One day, they may be building their own business from scratch. And when that time comes, they need to know how to handle that stress, as well as rejections, burnouts, lack of focus, and any other setbacks. It’s essential for building character and confidence that will pave your kids’ road for winning their future battles. This, however, requires that parents stop swooping in to rescue their children from failure all the time. Although well-intentioned, parents actually do their kids a disservice by saving them whenever they see a risk of failure. But if they never experience what it’s like to fail, kids miss out on the chance to learn and improve for the future. What’s more, risk-taking starts to feel scary to them, so they are less likely to have the confidence to take on new challenges and face their problems head-on.
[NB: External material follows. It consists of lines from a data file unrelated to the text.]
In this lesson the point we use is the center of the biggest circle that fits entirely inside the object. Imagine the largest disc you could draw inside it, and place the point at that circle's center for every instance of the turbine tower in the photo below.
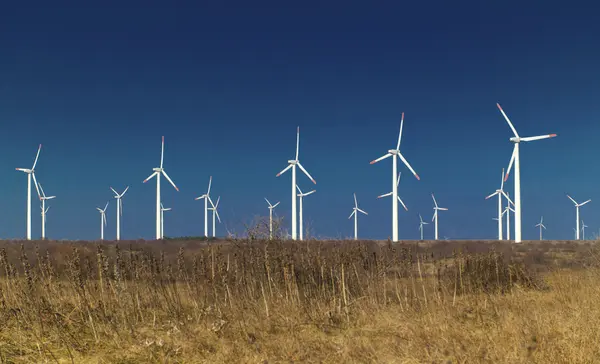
(102, 220)
(43, 198)
(577, 206)
(162, 220)
(421, 223)
(354, 213)
(435, 214)
(541, 226)
(271, 207)
(515, 159)
(119, 210)
(292, 165)
(500, 192)
(206, 197)
(215, 213)
(157, 172)
(301, 197)
(396, 153)
(30, 174)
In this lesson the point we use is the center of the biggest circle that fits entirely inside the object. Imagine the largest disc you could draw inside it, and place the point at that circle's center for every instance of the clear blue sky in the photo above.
(227, 85)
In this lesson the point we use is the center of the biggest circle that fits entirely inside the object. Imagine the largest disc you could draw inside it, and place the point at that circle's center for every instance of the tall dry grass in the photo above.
(307, 302)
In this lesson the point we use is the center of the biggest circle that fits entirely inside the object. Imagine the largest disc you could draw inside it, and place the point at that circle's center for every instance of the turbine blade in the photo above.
(169, 179)
(508, 121)
(306, 173)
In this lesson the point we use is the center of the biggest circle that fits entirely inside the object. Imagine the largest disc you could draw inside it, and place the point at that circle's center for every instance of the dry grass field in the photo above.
(185, 301)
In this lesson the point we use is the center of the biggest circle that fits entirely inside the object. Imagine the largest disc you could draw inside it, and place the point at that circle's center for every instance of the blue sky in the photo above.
(228, 83)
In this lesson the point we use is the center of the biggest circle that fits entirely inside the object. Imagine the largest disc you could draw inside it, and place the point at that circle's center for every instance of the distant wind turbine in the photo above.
(292, 165)
(271, 207)
(396, 153)
(157, 172)
(30, 174)
(354, 213)
(120, 210)
(43, 198)
(102, 220)
(206, 197)
(435, 214)
(515, 159)
(577, 206)
(541, 226)
(301, 197)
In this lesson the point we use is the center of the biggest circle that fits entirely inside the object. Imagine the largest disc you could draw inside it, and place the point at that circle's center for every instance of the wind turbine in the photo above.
(102, 220)
(30, 174)
(292, 165)
(354, 213)
(577, 206)
(396, 153)
(301, 197)
(541, 226)
(206, 197)
(162, 220)
(421, 223)
(515, 159)
(157, 172)
(435, 215)
(120, 210)
(43, 198)
(271, 207)
(215, 213)
(500, 192)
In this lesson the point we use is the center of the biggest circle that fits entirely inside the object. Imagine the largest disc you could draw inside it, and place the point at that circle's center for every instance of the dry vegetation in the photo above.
(270, 302)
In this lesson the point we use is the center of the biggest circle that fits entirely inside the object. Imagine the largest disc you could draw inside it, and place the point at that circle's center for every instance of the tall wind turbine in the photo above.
(30, 174)
(354, 213)
(120, 210)
(515, 159)
(215, 213)
(162, 220)
(43, 198)
(435, 214)
(271, 207)
(206, 197)
(102, 220)
(541, 226)
(396, 153)
(577, 206)
(500, 192)
(157, 172)
(292, 165)
(301, 197)
(421, 223)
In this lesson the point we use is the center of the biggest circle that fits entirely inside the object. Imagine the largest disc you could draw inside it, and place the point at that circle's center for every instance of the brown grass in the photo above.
(259, 302)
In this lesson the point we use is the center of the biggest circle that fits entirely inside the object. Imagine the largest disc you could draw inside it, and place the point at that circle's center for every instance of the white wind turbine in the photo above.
(30, 174)
(271, 207)
(354, 213)
(292, 165)
(396, 153)
(500, 192)
(162, 220)
(515, 159)
(435, 214)
(301, 197)
(577, 206)
(102, 220)
(157, 172)
(215, 213)
(421, 223)
(43, 198)
(120, 210)
(541, 226)
(206, 197)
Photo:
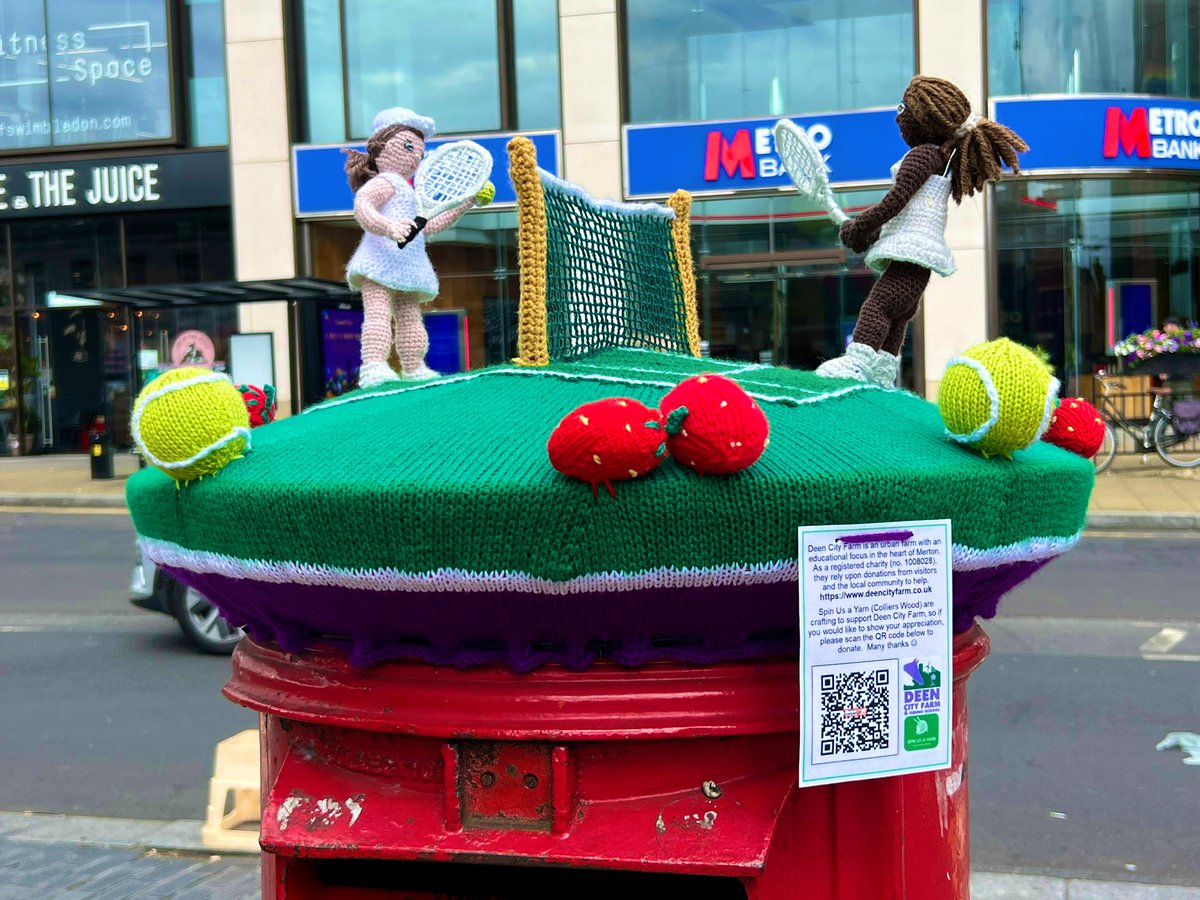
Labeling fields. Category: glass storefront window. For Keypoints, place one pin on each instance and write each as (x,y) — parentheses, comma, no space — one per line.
(359,57)
(773,283)
(1093,47)
(1083,263)
(693,60)
(64,253)
(76,72)
(324,91)
(208,111)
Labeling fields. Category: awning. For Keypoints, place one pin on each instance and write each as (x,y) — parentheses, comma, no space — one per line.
(211,292)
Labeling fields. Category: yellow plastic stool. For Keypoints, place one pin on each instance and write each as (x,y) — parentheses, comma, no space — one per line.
(234,769)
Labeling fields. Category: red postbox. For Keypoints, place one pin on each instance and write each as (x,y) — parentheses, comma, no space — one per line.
(669,780)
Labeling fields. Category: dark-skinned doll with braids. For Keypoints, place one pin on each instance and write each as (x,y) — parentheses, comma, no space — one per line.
(953,154)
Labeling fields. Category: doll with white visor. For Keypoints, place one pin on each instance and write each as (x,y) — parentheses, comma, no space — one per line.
(395,281)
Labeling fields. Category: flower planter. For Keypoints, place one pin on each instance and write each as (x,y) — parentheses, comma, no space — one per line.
(1174,365)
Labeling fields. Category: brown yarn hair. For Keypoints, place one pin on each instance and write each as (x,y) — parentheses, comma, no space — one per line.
(940,109)
(361,167)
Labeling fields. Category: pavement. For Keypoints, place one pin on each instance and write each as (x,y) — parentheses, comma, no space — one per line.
(59,856)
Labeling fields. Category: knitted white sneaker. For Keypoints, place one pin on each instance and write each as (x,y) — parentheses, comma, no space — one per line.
(857,363)
(373,373)
(887,370)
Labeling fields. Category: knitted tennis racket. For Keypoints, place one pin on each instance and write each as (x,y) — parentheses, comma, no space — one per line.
(448,178)
(807,167)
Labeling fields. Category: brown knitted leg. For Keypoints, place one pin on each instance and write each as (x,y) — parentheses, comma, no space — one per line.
(891,304)
(412,340)
(894,341)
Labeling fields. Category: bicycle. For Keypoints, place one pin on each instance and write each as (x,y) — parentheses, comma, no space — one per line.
(1162,433)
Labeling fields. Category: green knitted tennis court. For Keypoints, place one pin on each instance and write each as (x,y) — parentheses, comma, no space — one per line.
(453,474)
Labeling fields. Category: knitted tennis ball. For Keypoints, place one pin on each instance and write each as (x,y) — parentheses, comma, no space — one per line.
(607,441)
(1077,426)
(713,426)
(191,423)
(996,397)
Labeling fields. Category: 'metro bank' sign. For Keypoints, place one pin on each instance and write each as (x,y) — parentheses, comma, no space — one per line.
(1152,132)
(1065,135)
(1104,132)
(738,155)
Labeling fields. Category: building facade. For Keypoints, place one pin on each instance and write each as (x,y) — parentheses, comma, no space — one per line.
(114,174)
(633,99)
(1096,239)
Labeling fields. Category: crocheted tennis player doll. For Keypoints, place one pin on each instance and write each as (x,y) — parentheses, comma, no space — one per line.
(395,281)
(954,153)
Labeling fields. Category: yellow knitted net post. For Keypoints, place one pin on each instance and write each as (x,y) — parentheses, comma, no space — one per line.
(532,345)
(681,232)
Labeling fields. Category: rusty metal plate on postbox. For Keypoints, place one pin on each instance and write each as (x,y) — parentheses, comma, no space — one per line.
(505,785)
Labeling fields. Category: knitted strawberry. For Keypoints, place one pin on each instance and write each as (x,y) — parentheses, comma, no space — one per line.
(713,426)
(1077,426)
(259,403)
(607,441)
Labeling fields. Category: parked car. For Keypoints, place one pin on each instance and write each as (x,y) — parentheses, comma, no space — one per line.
(198,619)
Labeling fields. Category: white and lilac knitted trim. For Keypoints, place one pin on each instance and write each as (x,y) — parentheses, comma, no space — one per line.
(462,581)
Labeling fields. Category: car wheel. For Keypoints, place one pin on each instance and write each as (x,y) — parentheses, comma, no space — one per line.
(202,623)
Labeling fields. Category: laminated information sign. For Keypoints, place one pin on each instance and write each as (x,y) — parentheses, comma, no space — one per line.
(875,651)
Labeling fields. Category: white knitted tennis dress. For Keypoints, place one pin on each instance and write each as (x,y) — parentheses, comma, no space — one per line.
(918,233)
(379,259)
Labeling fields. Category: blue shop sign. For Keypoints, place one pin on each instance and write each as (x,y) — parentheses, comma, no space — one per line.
(318,172)
(1104,132)
(739,155)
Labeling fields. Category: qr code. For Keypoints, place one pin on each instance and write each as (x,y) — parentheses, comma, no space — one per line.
(855,711)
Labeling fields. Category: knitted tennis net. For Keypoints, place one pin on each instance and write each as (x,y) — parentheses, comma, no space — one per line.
(599,274)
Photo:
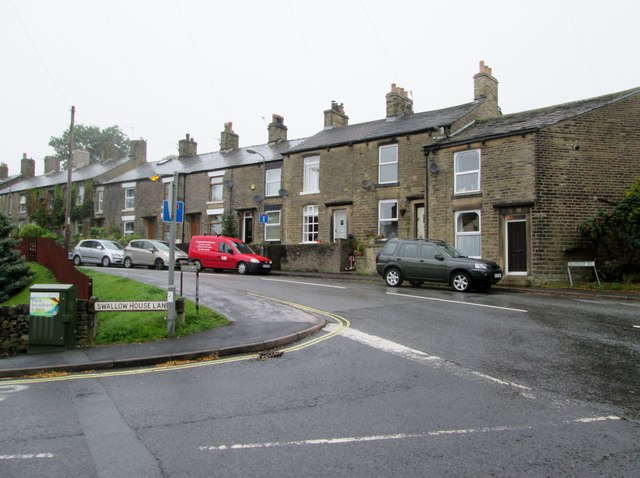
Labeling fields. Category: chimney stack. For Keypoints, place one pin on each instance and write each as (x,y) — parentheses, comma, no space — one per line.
(138,150)
(27,166)
(51,164)
(277,129)
(81,159)
(486,86)
(228,139)
(398,102)
(335,117)
(187,147)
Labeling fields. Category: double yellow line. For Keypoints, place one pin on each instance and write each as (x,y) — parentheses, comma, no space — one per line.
(340,321)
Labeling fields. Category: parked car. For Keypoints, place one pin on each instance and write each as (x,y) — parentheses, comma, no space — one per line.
(420,261)
(151,253)
(220,253)
(97,251)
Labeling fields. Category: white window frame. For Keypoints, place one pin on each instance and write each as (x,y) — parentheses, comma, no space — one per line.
(129,196)
(128,225)
(311,175)
(80,195)
(310,224)
(463,236)
(388,162)
(273,178)
(459,175)
(216,188)
(100,200)
(272,228)
(390,219)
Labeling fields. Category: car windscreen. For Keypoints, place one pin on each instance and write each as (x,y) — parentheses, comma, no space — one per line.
(450,250)
(113,245)
(161,246)
(242,248)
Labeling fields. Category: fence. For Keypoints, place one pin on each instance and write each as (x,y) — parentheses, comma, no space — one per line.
(47,253)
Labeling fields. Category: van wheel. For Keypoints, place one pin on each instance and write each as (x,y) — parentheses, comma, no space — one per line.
(461,281)
(393,277)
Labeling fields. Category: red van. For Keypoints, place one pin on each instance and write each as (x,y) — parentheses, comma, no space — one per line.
(220,252)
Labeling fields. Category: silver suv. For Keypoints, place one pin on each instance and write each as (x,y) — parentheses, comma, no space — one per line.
(150,253)
(420,261)
(97,251)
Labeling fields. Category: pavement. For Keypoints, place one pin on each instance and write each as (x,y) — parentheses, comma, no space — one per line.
(257,325)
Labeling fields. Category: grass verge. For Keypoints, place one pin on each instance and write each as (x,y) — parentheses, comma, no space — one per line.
(128,327)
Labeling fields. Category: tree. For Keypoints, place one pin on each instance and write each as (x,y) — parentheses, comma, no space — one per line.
(614,237)
(15,273)
(109,143)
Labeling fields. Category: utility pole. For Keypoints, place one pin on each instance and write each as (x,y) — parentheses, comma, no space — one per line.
(67,214)
(171,288)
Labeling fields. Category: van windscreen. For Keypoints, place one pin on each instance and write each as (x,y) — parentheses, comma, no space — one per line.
(242,248)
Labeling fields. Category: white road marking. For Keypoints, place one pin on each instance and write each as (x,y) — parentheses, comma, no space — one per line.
(303,283)
(26,456)
(400,436)
(457,302)
(418,356)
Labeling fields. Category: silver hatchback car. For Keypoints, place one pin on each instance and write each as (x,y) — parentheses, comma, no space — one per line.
(97,251)
(150,253)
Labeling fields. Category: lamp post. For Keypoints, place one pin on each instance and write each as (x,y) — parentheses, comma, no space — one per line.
(264,193)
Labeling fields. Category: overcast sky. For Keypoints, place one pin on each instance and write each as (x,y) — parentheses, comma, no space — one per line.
(162,68)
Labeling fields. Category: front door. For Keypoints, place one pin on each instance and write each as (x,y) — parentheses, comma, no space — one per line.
(516,246)
(247,227)
(339,224)
(419,222)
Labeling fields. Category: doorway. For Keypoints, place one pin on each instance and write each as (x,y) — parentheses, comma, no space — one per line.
(339,224)
(247,227)
(516,245)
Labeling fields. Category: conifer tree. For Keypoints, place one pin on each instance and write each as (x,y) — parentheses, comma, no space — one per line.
(14,271)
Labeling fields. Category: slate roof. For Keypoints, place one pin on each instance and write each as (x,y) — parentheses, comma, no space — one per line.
(528,121)
(374,130)
(89,172)
(208,161)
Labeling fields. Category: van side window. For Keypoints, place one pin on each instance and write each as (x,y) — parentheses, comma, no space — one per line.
(428,251)
(225,248)
(408,250)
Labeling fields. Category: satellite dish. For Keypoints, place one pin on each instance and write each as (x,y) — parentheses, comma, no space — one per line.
(366,184)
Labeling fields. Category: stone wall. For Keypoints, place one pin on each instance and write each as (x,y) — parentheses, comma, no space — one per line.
(14,327)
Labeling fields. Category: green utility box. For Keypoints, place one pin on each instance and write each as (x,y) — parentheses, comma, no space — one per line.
(52,317)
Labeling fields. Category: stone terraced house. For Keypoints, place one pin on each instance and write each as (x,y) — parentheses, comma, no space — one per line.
(511,188)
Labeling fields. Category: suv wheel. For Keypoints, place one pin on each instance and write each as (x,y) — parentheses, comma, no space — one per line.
(393,277)
(461,281)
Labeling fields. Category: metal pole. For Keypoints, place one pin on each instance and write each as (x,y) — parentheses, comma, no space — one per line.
(67,214)
(171,288)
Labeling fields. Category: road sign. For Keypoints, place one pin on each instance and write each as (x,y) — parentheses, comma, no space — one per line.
(166,216)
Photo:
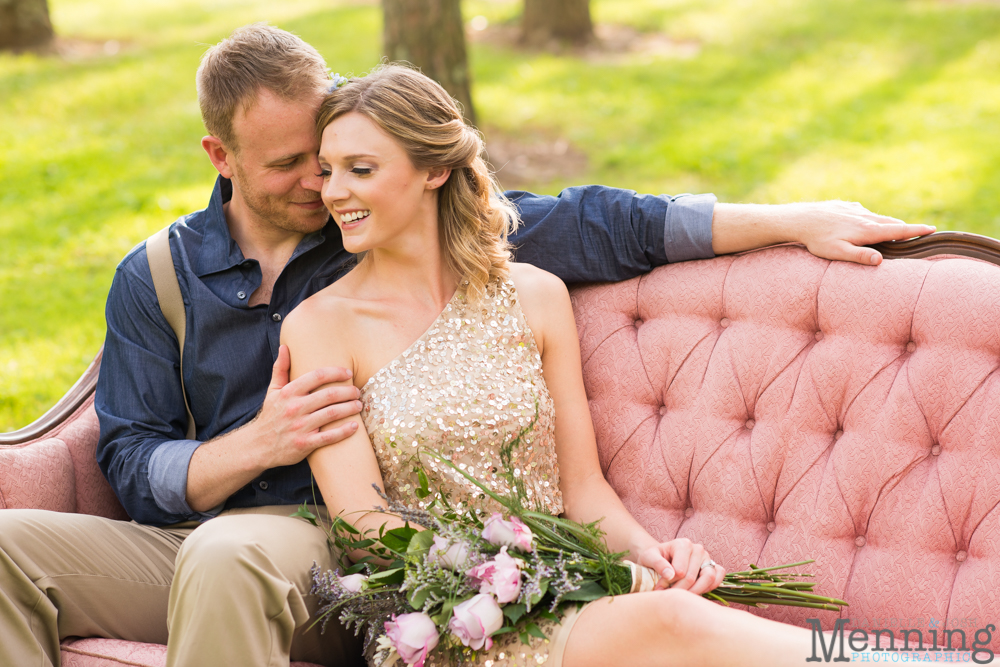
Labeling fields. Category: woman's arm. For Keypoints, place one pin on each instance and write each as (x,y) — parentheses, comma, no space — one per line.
(587,496)
(316,337)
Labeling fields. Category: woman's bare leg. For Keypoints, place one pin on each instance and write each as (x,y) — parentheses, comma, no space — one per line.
(675,627)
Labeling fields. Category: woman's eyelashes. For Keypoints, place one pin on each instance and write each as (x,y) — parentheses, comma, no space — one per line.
(326,172)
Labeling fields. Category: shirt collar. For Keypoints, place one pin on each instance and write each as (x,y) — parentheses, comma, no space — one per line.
(219,251)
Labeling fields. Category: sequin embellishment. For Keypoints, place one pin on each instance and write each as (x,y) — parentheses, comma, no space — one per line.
(469,383)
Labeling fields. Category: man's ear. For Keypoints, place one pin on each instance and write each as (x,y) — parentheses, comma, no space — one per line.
(437,177)
(218,154)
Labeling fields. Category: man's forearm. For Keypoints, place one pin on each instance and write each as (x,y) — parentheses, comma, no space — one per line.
(739,227)
(834,230)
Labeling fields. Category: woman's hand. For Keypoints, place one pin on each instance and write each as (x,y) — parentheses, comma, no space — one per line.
(682,564)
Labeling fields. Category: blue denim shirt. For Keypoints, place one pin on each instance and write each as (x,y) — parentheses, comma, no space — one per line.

Why not give them the benefit of the doubt and trust that they can depend on themselves in challenging situations instead? Let them forget their homework assignment on the kitchen table or their gym uniform in a bag by the door. Even better, provide them with situations where they can make their own decisions. For instance, let them help in decorating their rooms. This is their chance to adjust their space to their age, style, and personality, and your opportunity to show them that you trust them in their decision-making and respect their opinions and decisions.

#4 Teach your teens financial literacy

While on the subject of failures, schools failed at teaching us about financial literacy. Finance management is important. And, we’re not talking only business-wise. Sure, it’s something that can make or break a business. If you aren’t handling your company resources the right way and prudently evaluating your investments compared to ROI, you’re pretty much writing your own recipe for disaster. But even if they don’t plan on starting their own business, being financially literate will help them a lot in their lifetime. For instance, they’ll know how to avoid getting into debt. And, if life happens, they’ll know how to get out of debt.

As a parent, you may feel a little bit underqualified here. But experts said you need no college degree in finance or any kind of special knowledge. Instead, financial literacy begins following some pretty basic lessons, such as teaching your kids:

●  The difference between their wants and their needs

●  That money is finite

●  The consequences of making a money mistake

●  The importance of delayed gratification

●  How credit works

●  That time helps money grow

●  How money works in the real world

#5 Finally, teach them time management

In today’s busy and fast-paced world, mastering time-management and organizational skills has become pretty much invaluable. Goal setting, prioritizing, defining milestones, plan formulation, roadblocks, anticipation, execution, and iteration all help people achieve what they want. However, none of it matters without proper task management, careful calculation, and time allocation methodology. That is how you really get the work done, and it’s one of the key milestones of building entrepreneurship skills in teens.